From: Gabriel Krisman Bertazi <[email protected]>
Introduce a dentry revalidation helper to be used by case-insensitive
filesystems to check if it is safe to reuse a negative dentry.
A negative dentry is safe to be reused on a case-insensitive lookup if
it was created during a case-insensitive lookup and this is not a lookup
that will instantiate a dentry. If this is a creation lookup, we also
need to make sure the name matches sensitively the name under lookup in
order to assure the name preserving semantics.
dentry->d_name is only checked by the case-insensitive d_revalidate hook
in the LOOKUP_CREATE/LOOKUP_RENAME_TARGET case since, for these cases,
d_revalidate is always called with the parent inode read-locked, and
therefore the name cannot change from under us.
d_revalidate is only called in 4 places: lookup_dcache, __lookup_slow,
lookup_open and lookup_fast:
- lookup_dcache always calls it with zeroed flags, with the exception
of when coming from __lookup_hash, which needs the parent locked
already, for instance in the open/creation path, which is locked in
open_last_lookups.
- In __lookup_slow, either the parent inode is read locked by the
caller (lookup_slow), or it is called with no flags (lookup_one*).
The read lock suffices to prevent ->d_name modifications, with the
exception of one case: __d_unalias, will call __d_move to fix a
directory accessible from multiple dentries, which effectively swaps
->d_name while holding only the shared read lock.
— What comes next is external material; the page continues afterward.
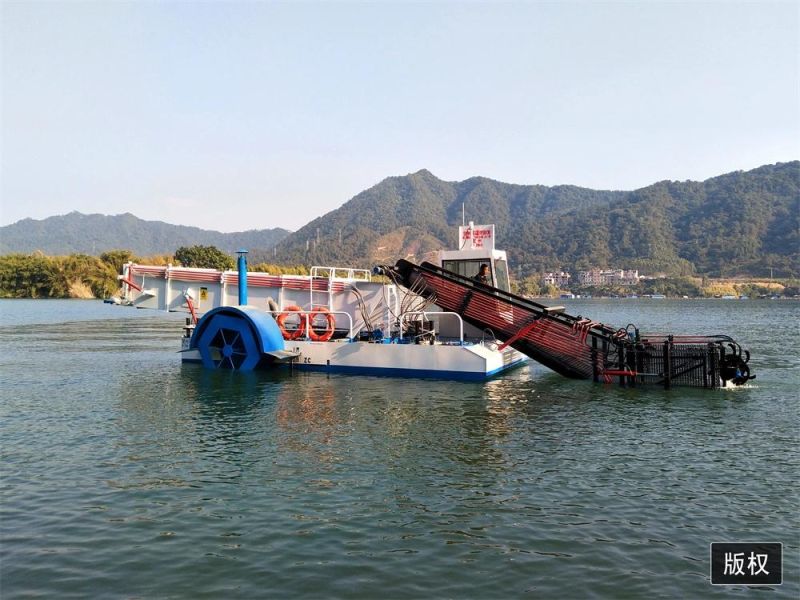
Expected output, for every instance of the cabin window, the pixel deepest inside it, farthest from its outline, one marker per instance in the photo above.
(501, 275)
This happens
through this flow:
lookup_slow() //LOOKUP_CREATE
d_lookup()
->d_lookup()
d_splice_alias()
__d_unalias()
__d_move()
Nevertheless, this case is not a problem because negative dentries
are not allowed to be moved with __d_move.
- lookup_open also requires the parent to be locked in the creation
case, which is done in open_last_lookups.
- lookup_fast will indeed be called with the parent unlocked, but it
shouldn't be called with LOOKUP_CREATE. Either it is called in the
link_path_walk, where nd->flags doesn't have LOOKUP_CREATE yet or in
open_last_lookups. But, in this case, it also never has LOOKUP_CREATE,
because it is only called on the !O_CREAT case, which means op->intent
doesn't have LOOKUP_CREAT (set in build_open_flags only if O_CREAT is
set).
Finally, for the LOOKUP_RENAME_TARGET, we are doing a rename, so the
parents inodes are also locked.
Reviewed-by: Theodore Ts'o <[email protected]>
Signed-off-by: Gabriel Krisman Bertazi <[email protected]>
---
Changes since v3:
- Add comment regarding creation (Eric)
- Reorder checks to clarify !flags meaning (Eric)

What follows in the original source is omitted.